Laboratory training for ex vivo kidney transplantation
Following the emergence of several case reports and early series there is increasing interest in performing RAKT. In an ex vivo model, 10 euthanized pig kidneys were used for learning vascular anastomosis.  The authors noted that with each kidney transplanted, there was an improvement in the time taken to satisfactory completion of anastomosis, reduction in number of anastomotic leaks, reduction in the number of "wasted" moves and improvement in surgical finesse.
Robotic assisted kidney and pancreas transplantation
Boggi et al. performed the first robotic assisted pancreas transplant. [24,25] The first patient received a pancreas after kidney transplant, the second a simultaneous pancreas-kidney transplant (simultaneous kidney-pancreas [SKP]), and the third a pancreas transplant alone. In case of SKP, both organs were transplanted in the ipsilateral iliac fossa. A 7-cm midline incision above the umbilicus was used for placing the organs into the abdomen and performing Roux-en-Y duodenojejunostomy. It took 11 h for the SKP. No patient had complications during or after surgery. The major advantage of this procedure is to reduce the size of incision in the patient having Type-1 diabetes mellitus. Outcomes are excellent and encourage multi-institutional trials. 
This case series of three patients has opened up a new avenue for robotic assisted multi-organ transplantation. Vascular anastomosis with great vessels in the retroperitoneuml is feasible and safe during robotic assisted transplantation. A planned incision of 7-cm in the upper abdomen is used not only for placing the organs in the abdomen but also to perform bowel anastomosis.
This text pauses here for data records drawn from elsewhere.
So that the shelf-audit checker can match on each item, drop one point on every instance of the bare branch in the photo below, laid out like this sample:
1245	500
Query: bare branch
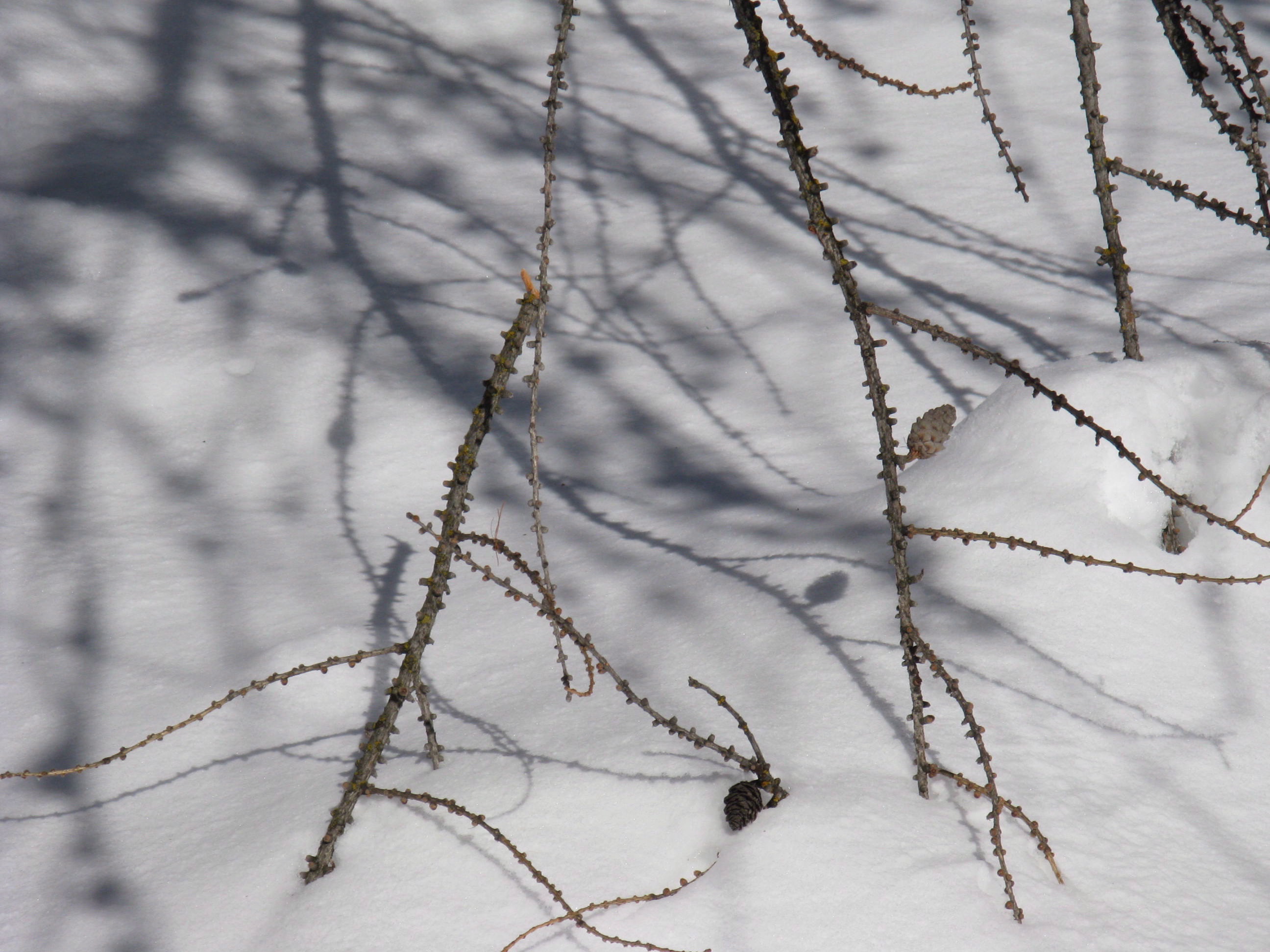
608	903
1179	191
1033	828
845	63
1255	496
277	678
1061	403
1113	254
990	119
408	682
478	820
1013	543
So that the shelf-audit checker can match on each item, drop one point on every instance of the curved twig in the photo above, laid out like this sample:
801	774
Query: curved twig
608	903
478	820
587	645
1061	403
1255	496
1179	191
277	678
556	61
1033	828
990	119
1015	543
845	63
1112	256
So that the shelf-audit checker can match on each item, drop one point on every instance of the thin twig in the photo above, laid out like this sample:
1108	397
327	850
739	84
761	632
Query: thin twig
764	770
556	74
820	224
1175	16
478	820
277	678
1112	256
608	903
1013	543
1061	403
587	645
408	682
990	119
540	583
1253	64
1033	828
1255	496
845	63
1179	191
975	730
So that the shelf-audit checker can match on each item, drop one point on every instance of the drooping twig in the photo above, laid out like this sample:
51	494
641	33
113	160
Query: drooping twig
762	768
756	764
540	583
1176	17
990	119
1255	496
845	63
1013	543
277	678
1251	64
1033	827
478	820
1061	403
608	903
1112	256
1179	191
820	222
975	730
408	682
916	650
556	74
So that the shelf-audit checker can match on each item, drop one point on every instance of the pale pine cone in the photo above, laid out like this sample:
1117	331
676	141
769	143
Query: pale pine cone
930	432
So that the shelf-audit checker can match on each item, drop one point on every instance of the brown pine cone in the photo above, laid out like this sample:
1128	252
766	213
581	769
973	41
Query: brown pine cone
742	804
930	432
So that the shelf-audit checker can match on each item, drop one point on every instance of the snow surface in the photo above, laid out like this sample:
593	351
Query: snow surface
225	387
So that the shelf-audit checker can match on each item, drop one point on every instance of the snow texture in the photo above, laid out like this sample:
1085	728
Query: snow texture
253	260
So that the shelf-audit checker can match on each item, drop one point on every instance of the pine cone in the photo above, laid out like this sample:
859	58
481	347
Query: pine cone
929	433
742	804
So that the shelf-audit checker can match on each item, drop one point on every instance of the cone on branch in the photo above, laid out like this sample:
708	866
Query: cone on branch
929	433
742	804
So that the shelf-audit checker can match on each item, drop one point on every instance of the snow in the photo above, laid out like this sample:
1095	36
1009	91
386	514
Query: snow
216	418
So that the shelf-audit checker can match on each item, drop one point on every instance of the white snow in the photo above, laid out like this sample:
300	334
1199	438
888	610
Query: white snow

Robotic assisted Roux-en-Y operation is described, but in this case series, where an incision is inevitable, the open procedure is quicker and easier than robotic surgery.
| Summary|| |
Minimally invasive surgery including small incision open kidney transplantation, laparoscopic and RAKT are feasible. The da Vinci robotic surgical system has the advantages of three-dimension vision, control of the camera by surgeon, articulated wristed instruments with 7° of movements leading to ease of suturing, and it tracks surgeon's movements 1300 times/s. This eliminates human tremor - an essential requirement for performinga good vascular anastomosis. The initial experience in a group of highly selected patients has demonstrated benefit of RAKT in obese recipients. Both the transperitoneal and extra-peritoneal approach to kidney transplantation are feasible. Anastomosis time is likely to improve with an increase in experience of the surgeon. Regional hypothermia, in a short series, has demonstrated benefit in improving early graft function for surgeons experienced in robotic surgery but not for robotic naïve surgeons. Several technical evaluations are likely since different surgeons used various techniques. Multi-organ transplantation including SKP transplantation through a small incision and robot assistance is technically feasible, and initial results are excellent.
| Conclusion|| |
Robotic assisted kidney transplantation is an emerging modality of minimally invasive surgery and several surgeons are trying to perform it different ways. Despite the enthusiasm for RAKT, the current high cost is the most prohibitive factor for its widespread use. Larger studies and long-term follow-up of recipients are required to determine the effectiveness of RAKT.